"The government has not explained where the other $4.5 billion in alleged losses come from."
--Kenneth Vittor, general counsel of McGraw-Hill Cos.
As part of the continuing fallout from the 2008 financial crisis, the U.S. government is suing Standard & Poor’s Ratings Services (S&P) for $5 billion, accusing the company of ignoring its own quality standards when rating mortgage bonds, many of which subsequently collapsed.
The feds say that S&P, a unit of McGraw-Hill, should pay back billions of dollars for losses suffered by federally insured banks and credit unions in connection with the inflated ratings. But in a conference call Monday, Vittor told investors that the government’s suit enumerates just $500 million in alleged losses.
“What is clear is that [gross negligence] is a very high bar, and we firmly believe the bar is not met in this case.”
--Rupert Bondy, general counsel of BP
Last fall, BP Plc agreed to pay a record-setting $4.5 billion penalty and plead guilty to 14 criminal counts to settle a portion of the U.S. government’s investigation into the 2010 Deepwater Horizon oil spill. But the saga is far from over, as both sides prepare for a civil trial slated to start on Monday. Authorities hope to prove that the oil company was guilty of gross negligence, and they’re seeking Clean Water Act (CWA) penalties that could add up to billions of dollars.
BP officials, however, maintain that the Deepwater Horizon rig explosion was an accident, and that part of the blame should go to Transocean, which operated the rig, and Halliburton, which cemented the well.
"Research shows that users trust search engines like Google to lead them to legitimate sites when searching for music, yet Google’s demotion program is not working.”
--Steven Marks, general counsel of the Recording Industry Association of America (RIAA)
It’s no easy task to enforce copyright online, where piracy of written works, videos and songs runs rampant. In an effort to crack down on such infringement, Google announced six months ago that it would factor copyright takedown notices into its search algorithm, resulting in lower search results for sites that garnered numerous complaints.
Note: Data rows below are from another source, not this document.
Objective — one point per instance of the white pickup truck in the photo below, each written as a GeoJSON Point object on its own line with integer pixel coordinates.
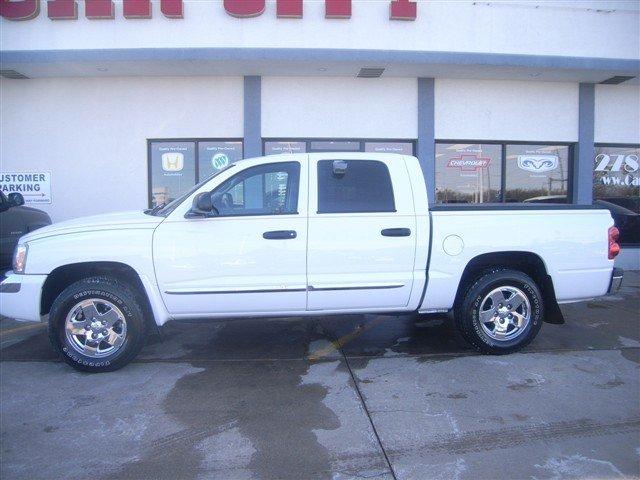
{"type": "Point", "coordinates": [308, 234]}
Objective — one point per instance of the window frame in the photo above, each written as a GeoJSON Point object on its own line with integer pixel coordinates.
{"type": "Point", "coordinates": [296, 211]}
{"type": "Point", "coordinates": [503, 167]}
{"type": "Point", "coordinates": [362, 141]}
{"type": "Point", "coordinates": [196, 141]}
{"type": "Point", "coordinates": [360, 212]}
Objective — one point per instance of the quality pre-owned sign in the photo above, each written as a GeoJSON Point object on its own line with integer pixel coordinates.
{"type": "Point", "coordinates": [35, 187]}
{"type": "Point", "coordinates": [105, 9]}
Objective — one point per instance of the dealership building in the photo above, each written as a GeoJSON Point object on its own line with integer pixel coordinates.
{"type": "Point", "coordinates": [111, 105]}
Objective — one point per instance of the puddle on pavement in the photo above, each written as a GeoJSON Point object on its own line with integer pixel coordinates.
{"type": "Point", "coordinates": [265, 403]}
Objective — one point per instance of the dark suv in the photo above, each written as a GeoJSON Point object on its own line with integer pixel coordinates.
{"type": "Point", "coordinates": [16, 220]}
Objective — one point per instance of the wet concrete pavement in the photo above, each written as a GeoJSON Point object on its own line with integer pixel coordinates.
{"type": "Point", "coordinates": [337, 397]}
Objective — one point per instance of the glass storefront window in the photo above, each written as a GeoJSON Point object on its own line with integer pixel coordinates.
{"type": "Point", "coordinates": [275, 148]}
{"type": "Point", "coordinates": [173, 170]}
{"type": "Point", "coordinates": [214, 156]}
{"type": "Point", "coordinates": [537, 173]}
{"type": "Point", "coordinates": [468, 173]}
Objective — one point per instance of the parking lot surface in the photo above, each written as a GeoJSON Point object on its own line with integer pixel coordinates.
{"type": "Point", "coordinates": [334, 397]}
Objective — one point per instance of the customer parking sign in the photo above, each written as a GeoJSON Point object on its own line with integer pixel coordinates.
{"type": "Point", "coordinates": [35, 187]}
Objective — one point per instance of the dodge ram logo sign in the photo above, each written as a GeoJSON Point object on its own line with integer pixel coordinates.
{"type": "Point", "coordinates": [538, 163]}
{"type": "Point", "coordinates": [105, 9]}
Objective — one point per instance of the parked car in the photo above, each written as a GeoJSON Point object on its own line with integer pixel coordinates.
{"type": "Point", "coordinates": [623, 210]}
{"type": "Point", "coordinates": [308, 234]}
{"type": "Point", "coordinates": [16, 220]}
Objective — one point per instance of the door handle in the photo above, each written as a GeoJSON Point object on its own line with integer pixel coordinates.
{"type": "Point", "coordinates": [280, 235]}
{"type": "Point", "coordinates": [396, 232]}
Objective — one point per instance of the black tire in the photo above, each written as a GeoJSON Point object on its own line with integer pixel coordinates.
{"type": "Point", "coordinates": [117, 293]}
{"type": "Point", "coordinates": [467, 311]}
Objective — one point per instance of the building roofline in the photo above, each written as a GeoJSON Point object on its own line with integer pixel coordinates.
{"type": "Point", "coordinates": [389, 57]}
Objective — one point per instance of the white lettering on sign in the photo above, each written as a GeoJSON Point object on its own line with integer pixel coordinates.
{"type": "Point", "coordinates": [618, 170]}
{"type": "Point", "coordinates": [35, 187]}
{"type": "Point", "coordinates": [617, 163]}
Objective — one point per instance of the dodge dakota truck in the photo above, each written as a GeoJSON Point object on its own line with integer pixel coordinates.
{"type": "Point", "coordinates": [302, 235]}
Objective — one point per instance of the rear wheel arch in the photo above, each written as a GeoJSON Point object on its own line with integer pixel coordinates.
{"type": "Point", "coordinates": [528, 263]}
{"type": "Point", "coordinates": [61, 277]}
But those efforts haven’t done much to decrease music piracy, according to an RIAA report released Thursday. The industry group found that when it searched for popular songs titles along with words such as “MP3” and “download,” Google’s auto-complete function directed users to alleged pirate sites 88 percent of the time, while legitimate sites such as Amazon and iTunes were demoted in the rankings.
“This bill would waste so much taxpayer money at a time of budgetary crisis, squander federal employees’ time with busywork and require the creation and maintenance of otherwise-unneeded technology.”
--Allan Adler, general counsel of the Association of American Publishers (AAP)
The publishing industry group is speaking out against a new bill that would require federally funded researchers to make their final publications available for free online. Supporters of the Fair Access to Science and Technology Research Act say that it will help increase transparency, and boost collaboration and innovation in the scientific community. But the AAP says that the proposed law would burden federal agencies, and notes that some private-sector companies are already collaborating with researchers to publish scholarly work.
“The biggest gating factor on the industry’s ability to keep innovating and keep producing more products is the ability to hire more engineers.”
--Brad Smith, general counsel of Microsoft Corp.
Microsoft’s top lawyer is continuing his quest to increase the number of H1-B visas available to companies. According to Smith, the tech titan had more than 3,500 engineering jobs available at the end of last year, but couldn’t find enough U.S. workers to fill those spots. Some companies in the industry are lobbying Congress to release more work visas, which would allow them to temporarily hire foreign workers with specialized skills in the science, technology, engineering and mathematics fields.
Some out-of-work American programmers, however, remain skeptical that companies such as Microsoft can’t find qualified workers closer to home.